Trump "Privatizes" America

SHARMINI PERIES: Michael, the American Society of Civil Engineers agrees with you that this is inadequate in terms of funding, that the Trump plan is just not sufficient. In fact, it needs, they say, just to deal with the backlog a $4.6-trillion investment by 2025 and Trump's plan doesn't even come close. What do you make of this?
MICHAEL HUDSON: Well, to begin with, Trump's plan would triple the cost of what the engineers say to $22 trillion and the reason is that it's a Thatcherite privatization plan. Trump's plan reverses the last 150 years of public infrastructure. And in fact, it's the biggest attack on industrial capitalism in over 100 years, more serious than a socialist attack. 
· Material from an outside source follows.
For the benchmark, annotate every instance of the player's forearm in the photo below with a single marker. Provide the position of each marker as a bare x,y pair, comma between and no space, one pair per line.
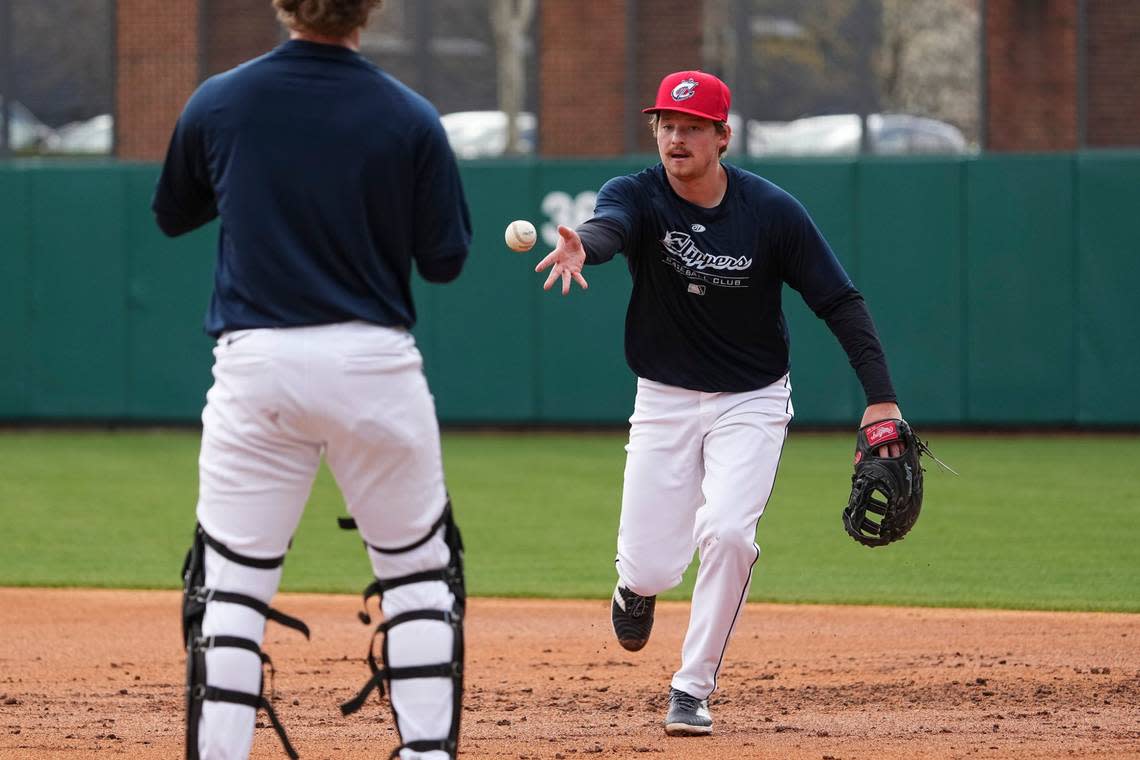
851,323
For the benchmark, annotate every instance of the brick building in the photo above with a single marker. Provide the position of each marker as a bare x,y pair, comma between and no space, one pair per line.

Now, America's first professor of economics at the first business school, Simon Patten, said public infrastructure is a fourth factor of production, but unlike labor, land, and capital, the role of public infrastructure is not to make a profit. It's to provide public services that are basic for the economy's living standards and capacity to produce at a subsidized rate. So, America got rich and came to dominate the world industrial economy by subsidizing all of the basic costs. Low-cost roads, low-cost infrastructure. The government bore these costs so that, in effect, public infrastructure subsidizes the economy to lower the cost of production. 
Trump's plan is to vastly increase it because he forces all of this into the marketplace. Instead of offering, say, roads at the cost of production, he'd actually triple the cost of production by insisting that it be privately financed, probably by hedge funds and by bank credit that would add the interest charges, the capital gains charges, the management fees, the oversight charges and the fines for criminal fraud that goes with it by factoring all these prices into the cost.